Put down the mouse and step away from the screen

Today’s tedious PR-release-written-as-news comes from the little known Manchester-based Employment Law Advisory Services (ELAS) which has the Telegraph today reporting that office workers who buy their Christmas presents online from their desks cost £7.25 billion in lost work time.

“For many employers, every hour a member of staff spends looking for Christmas presents online is an hour they should have spent working,” says killjoy Peter Mooney of the ELAS. He advised businesses to set guidelines for the amount of time that staff spend online.
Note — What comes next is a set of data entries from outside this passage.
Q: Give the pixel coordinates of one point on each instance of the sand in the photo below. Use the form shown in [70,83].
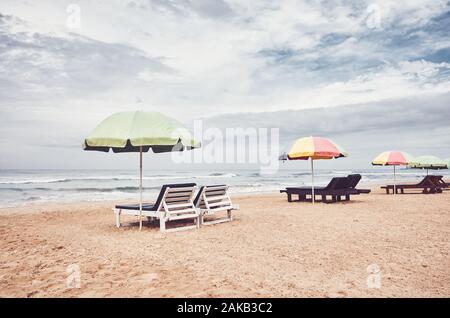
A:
[272,249]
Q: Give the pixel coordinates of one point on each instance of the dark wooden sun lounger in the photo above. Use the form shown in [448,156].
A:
[336,189]
[339,189]
[353,182]
[427,185]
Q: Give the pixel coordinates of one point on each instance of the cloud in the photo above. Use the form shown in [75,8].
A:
[419,125]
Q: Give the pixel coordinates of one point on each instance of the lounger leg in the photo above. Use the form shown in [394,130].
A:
[117,213]
[162,224]
[197,222]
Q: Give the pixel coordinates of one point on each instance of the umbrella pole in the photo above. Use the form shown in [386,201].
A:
[312,180]
[140,188]
[395,183]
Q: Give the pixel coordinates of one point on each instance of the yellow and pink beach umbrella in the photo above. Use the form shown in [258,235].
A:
[393,158]
[315,148]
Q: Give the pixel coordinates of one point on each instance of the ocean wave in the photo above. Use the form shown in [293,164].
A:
[117,178]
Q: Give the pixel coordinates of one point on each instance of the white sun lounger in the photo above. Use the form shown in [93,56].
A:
[175,202]
[214,199]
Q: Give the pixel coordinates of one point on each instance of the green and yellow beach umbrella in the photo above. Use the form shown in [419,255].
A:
[139,131]
[393,158]
[315,148]
[429,162]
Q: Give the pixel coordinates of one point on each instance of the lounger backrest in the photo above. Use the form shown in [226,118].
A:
[353,180]
[426,180]
[214,197]
[182,188]
[438,180]
[334,183]
[342,183]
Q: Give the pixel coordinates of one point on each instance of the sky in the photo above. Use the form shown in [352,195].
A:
[371,75]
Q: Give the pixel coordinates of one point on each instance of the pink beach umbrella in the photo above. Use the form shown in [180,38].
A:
[393,158]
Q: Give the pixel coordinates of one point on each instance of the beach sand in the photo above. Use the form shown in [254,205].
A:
[272,249]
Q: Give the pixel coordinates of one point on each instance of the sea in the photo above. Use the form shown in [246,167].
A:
[24,187]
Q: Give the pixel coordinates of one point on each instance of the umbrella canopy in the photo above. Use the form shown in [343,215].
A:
[429,162]
[315,148]
[138,131]
[393,158]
I assume the subtext of this is also ’employ us to sue workers who surf’.

However, what this cod-research suggests is that the market for improving both a pure-play retail search engine and adding smarter tagging and search-based RSS feeds to a site could a) improve its sales because customers would find things faster and more efficiently and b) create a more productive workforce who don’t need to spend so much of their employers time surfing after-all.

A more logical approach by employers would not be to “set guidelines for the amount of time that staff spend online” but instead recognise that they are going to do it, then give them a list of the best and quickest sites to go to for online shopping, thus saving hours on Google. And let’s not even go into how employees usually end up having smarter ideas about business when they can roam unimpeded.

A snapshot look at Kelkoo and Pricerunner suggests that Web 2.0 principles haven’t penetrated that deeply into the price comparison market on this side of the pond. Ok, both sites feature user-generated revues, but neither allow you to pull an RSS feed out based on a search term which one might be able to plug into a Google/Yahoo/Pageflakes start page.

So who wants to kick off the best and fastest places to find what you need this Christmas, a la Web 2.0?